Dr. Ellen Dolgin is a familiar face on campus to all who have a class in Casey Hall whether they know her as the chair of the English Department, Dr. DiSiena’s office mate, their teacher, or simply a friendly faculty member they pass in the hallway. As an English major, I have had the privilege of having Dr. Dolgin as my teacher for three courses and have gotten to know her better with each class session. Additionally this semester, I was asked to sit down and interview her to discuss her career, her expertise on St. Joan of Arc, and the honors course she is teaching this semester entitled “Voices of Authority: Joan of Arc.”
Dr. Dolgin started out her career seeking a Bachelor’s degree in Acting and Teaching secondary education. While acting and drama have remained a passion of hers (she has taught drama-related courses at Dominican University and this semester she helped the Aquin Players with their production of Pippin), she graduated from Syracuse University in 1973 with her Bachelor’s in English Education and was certified to teach students in grades 7 through 12. However, she found it difficult to find a teaching position because no one would hire her without the proper experience. She continued to apply for other jobs besides teaching which were related to English, but so often the case was that her resume and expertise showed her to be, as her father described it, “too light for heavy work, too heavy for light work.”

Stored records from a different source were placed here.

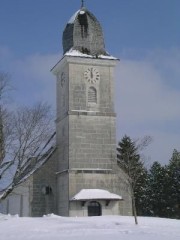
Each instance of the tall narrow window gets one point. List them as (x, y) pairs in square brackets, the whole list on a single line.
[(92, 95)]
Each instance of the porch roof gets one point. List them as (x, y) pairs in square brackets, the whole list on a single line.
[(95, 194)]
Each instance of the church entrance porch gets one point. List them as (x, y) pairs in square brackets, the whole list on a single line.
[(94, 209), (94, 202)]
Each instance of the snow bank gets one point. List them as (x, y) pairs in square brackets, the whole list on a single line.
[(96, 228)]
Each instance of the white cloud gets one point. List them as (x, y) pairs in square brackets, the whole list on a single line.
[(147, 101)]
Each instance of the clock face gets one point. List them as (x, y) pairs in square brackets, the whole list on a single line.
[(62, 79), (92, 75)]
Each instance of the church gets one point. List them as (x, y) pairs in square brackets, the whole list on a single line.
[(81, 177)]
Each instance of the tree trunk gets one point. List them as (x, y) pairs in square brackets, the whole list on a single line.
[(134, 207)]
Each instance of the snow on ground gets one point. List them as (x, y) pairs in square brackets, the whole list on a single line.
[(96, 228)]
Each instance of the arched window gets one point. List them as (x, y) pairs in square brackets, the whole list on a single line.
[(94, 209), (92, 95)]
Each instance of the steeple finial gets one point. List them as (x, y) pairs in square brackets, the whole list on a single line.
[(82, 3)]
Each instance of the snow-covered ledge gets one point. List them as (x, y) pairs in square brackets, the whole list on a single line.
[(96, 194)]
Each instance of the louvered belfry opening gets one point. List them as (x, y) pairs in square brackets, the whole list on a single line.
[(92, 95)]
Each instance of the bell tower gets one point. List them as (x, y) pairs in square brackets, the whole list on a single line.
[(86, 120)]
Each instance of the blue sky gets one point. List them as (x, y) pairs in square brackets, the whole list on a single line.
[(144, 34)]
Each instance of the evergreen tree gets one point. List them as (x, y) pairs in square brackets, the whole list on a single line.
[(174, 185), (129, 161)]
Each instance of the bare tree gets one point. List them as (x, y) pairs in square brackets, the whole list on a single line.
[(26, 140)]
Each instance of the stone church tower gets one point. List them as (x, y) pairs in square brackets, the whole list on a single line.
[(87, 181), (81, 176)]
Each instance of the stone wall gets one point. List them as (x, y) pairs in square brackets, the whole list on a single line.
[(44, 188)]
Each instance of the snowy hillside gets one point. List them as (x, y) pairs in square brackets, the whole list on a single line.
[(96, 228)]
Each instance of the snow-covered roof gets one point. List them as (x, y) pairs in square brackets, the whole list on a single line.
[(76, 53), (72, 19), (95, 194)]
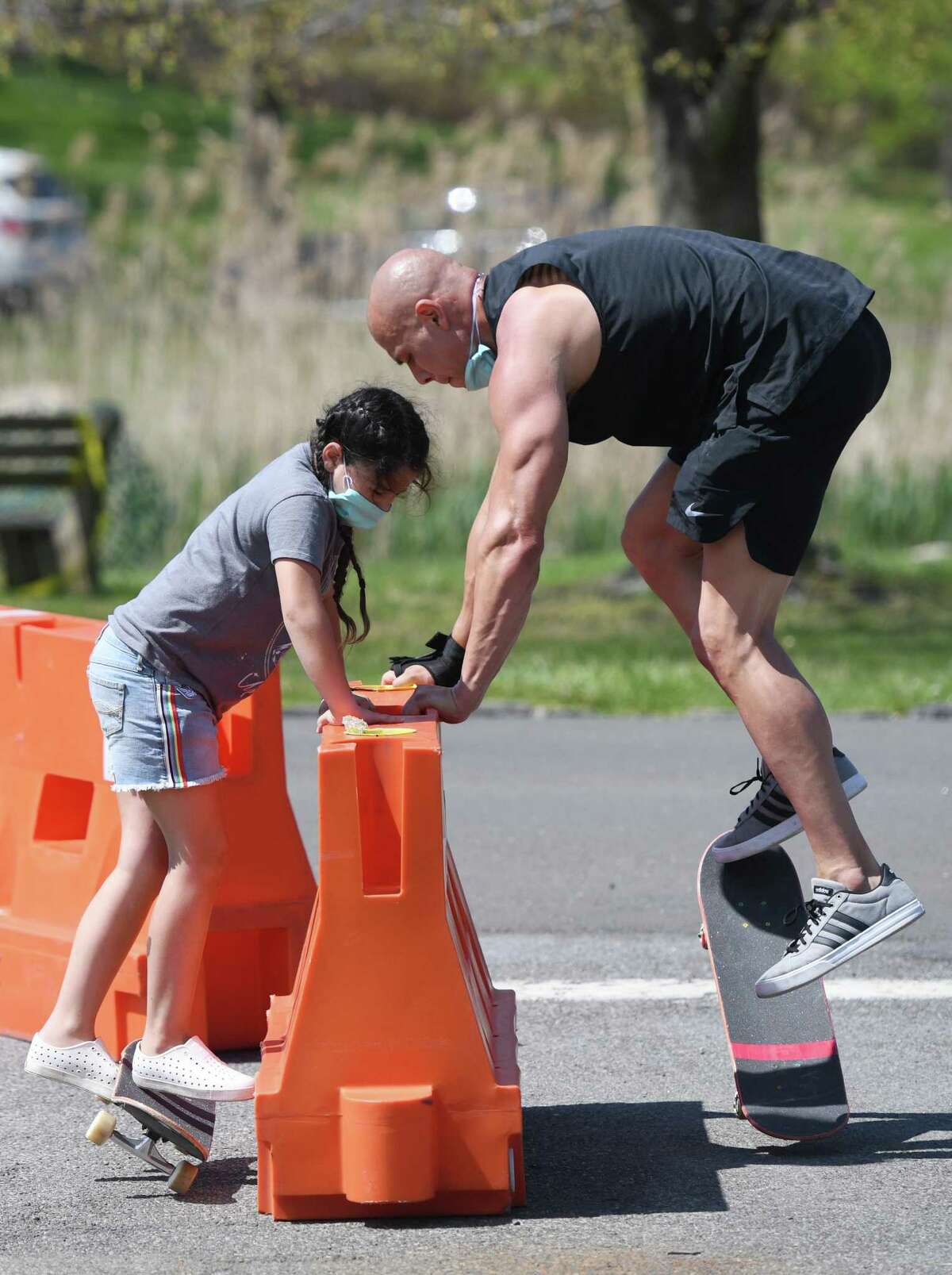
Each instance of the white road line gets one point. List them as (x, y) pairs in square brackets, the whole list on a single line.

Despite these setbacks, Dr. Dolgin was undeterred. She refused to give up and continued to knock on doors. Shortly thereafter she made the decision to continue her education and pursue her Master’s degree in English at George Peabody College of Vanderbilt University. While there, she also worked as a teacher’s assistant and taught courses which are the equivalent of Dominican University’s English 112, 113, and 123. After attaining her Master’s in 1975, she worked as an advanced copywriter before getting a part-time teaching position as an adjunct at a community college. In 1989, she decided to return to school and get her Doctorate. She applied to New York University, taking advantage of their summer programs. She graduated with her Doctorate in English and Drama Theory in 1995 and within a year began teaching at Dominican University. It was during her time at New York University that her passion for Joan of Arc truly began.
Dr. Dolgin had first been introduced to Joan of Arc as a junior in college through her British drama class when they read George Bernard Shaw’s play “Saint Joan.” While working on her Drama Theory dissertation, she was reintroduced to Joan through Shaw’s play as well as Bertolt Brecht’s “Saint Joan of the Stockyards.” She was amazed to discover that while both plays were written during the same time period, the two playwrights painted the saint in different lights. She set out to discover why and found herself on a journey that has continued to this day. Her first source of information was an article from the New York Times about the suffragists, comparing Alice Paul and Joan of Arc, but she did not trust herself enough to believe that this was part of the answer. While she was on the right track with this article and it would have been enough to give her the basis of her dissertation, by looking for other information, she has been able to take a multidisciplinary approach to studying Joan “as a text.” This has also helped her to recognize that people can read Joan however they want, and in fact they have — both sides of the suffrage movement used her image for their cause.
This semester has found Dr. Dolgin teaching one of her favorite courses, “Voices of Authority: Joan of Arc” as an honors-level course. In order to make it an honors course, she has arranged it to take on more of a Q and A style class, allowing her to lecture less and for the students to guide the class. Additionally she has made the midterm more challenging and, in general, is asking for a higher level of thinking. She has added oral reports to the list of assignments and will be having the students critique each others’ work as well as a chapter from her own book about Joan using the Socratic method. In April, she will be taking the class to see the play that started it all: George Bernard Shaw’s “Saint Joan.”
Dr. Dolgin describes her expertise on Joan as a series of “accidents” wherein she has continued to find more and more information about Joan through a multitude of sources and has seen Joan “trotted out” every time there is a crisis. She has chronicled her journey in learning about Joan of Arc and examined the saint in her book Modernizing Joan of Arc. Though Dr. Dolgin has never been to France and does not speak French, she recognizes Joan as the “gift that keeps on giving” and that “once you start looking, Joan is everywhere.”